D’évidence, cela correspond à une illusion. Un jour peut-être pas si lointain, la technomédecine ne se consacrera plus principalement à réparer, soigner, guérir mais aussi et avant tout à transformer l’humain, le faisant devenir autre chose. Et alors, elle pourra changer encore plus facilement l’apparence d’un homme en femme et d’une femme en homme, ou en ni-homme ni-femme. Les cellules et les chromosomes ne seront pas modifiés pour autant. Et les incidences du corps biologique sur le mental resteront les mêmes, au niveau de l’émotivité, les circuits neurologiques, les facteurs qui entrent en jeu dans le mode de pensée. Dans le fond, le changement ne sera que d’apparence. Ne touchant pas la profondeur du réel, il restera une illusion. À ce titre, il est intéressant de penser que pour Freud, la religion s’avère être une illusion. Tout porte à croire que maintenant que semble bien écornée l’illusion du christianisme, a cours cette nouvelle illusion de l’auto-affirmation de l’être comme acte performatif (je suis ce que je dis être, je ne reçois rien d’extérieur, rien ne me surplombe, rien ne me dépasse). Dans ce sens, ceci formerait pour ainsi dire une nouvelle religion, avec ses fidèles zélateurs, d’un prosélytisme rôdé à toute épreuve… C’est ici qu’on peut voir la réussite totale de l’idéologie existentialiste de Sartre, magistralement pratiquée par Beauvoir.

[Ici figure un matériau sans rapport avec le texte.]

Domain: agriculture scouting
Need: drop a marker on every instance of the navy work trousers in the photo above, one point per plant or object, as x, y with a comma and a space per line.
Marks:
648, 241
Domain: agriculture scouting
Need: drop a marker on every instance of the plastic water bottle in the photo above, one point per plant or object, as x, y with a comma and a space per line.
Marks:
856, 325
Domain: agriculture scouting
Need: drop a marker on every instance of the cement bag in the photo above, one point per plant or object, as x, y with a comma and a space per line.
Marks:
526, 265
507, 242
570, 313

L’idéologie existentialiste est l’axe autour duquel tournent toutes les prises de position féministes de Beauvoir dans Le Deuxième sexe. L’humain ne peut pas se définir puisqu’il n’a pas d’essence. On peut juger, dit-elle, une agricultrice, une actrice, dire si elles sont bonnes ou mauvaises, car on peut juger du résultat de leur travail. Mais on ne peut rien dire de ce qu’est une femme, puisqu’on n’est que ce qu’on fait. Il y a aussi chez Simone de Beauvoir une haine et une répulsion envers la chair et l’érotisme, en quoi elle adopte là encore la position de Sartre.

La haine du sexe et de la chair est la question dernière, et peut- être fondamentale, du fil d’or de notre écheveau du féminin, qui devra aussi traiter la problématique de la dénatalité, avant d’apporter nos conclusions qui, après le diagnostic, tentent d’ouvrir la piste à des remèdes.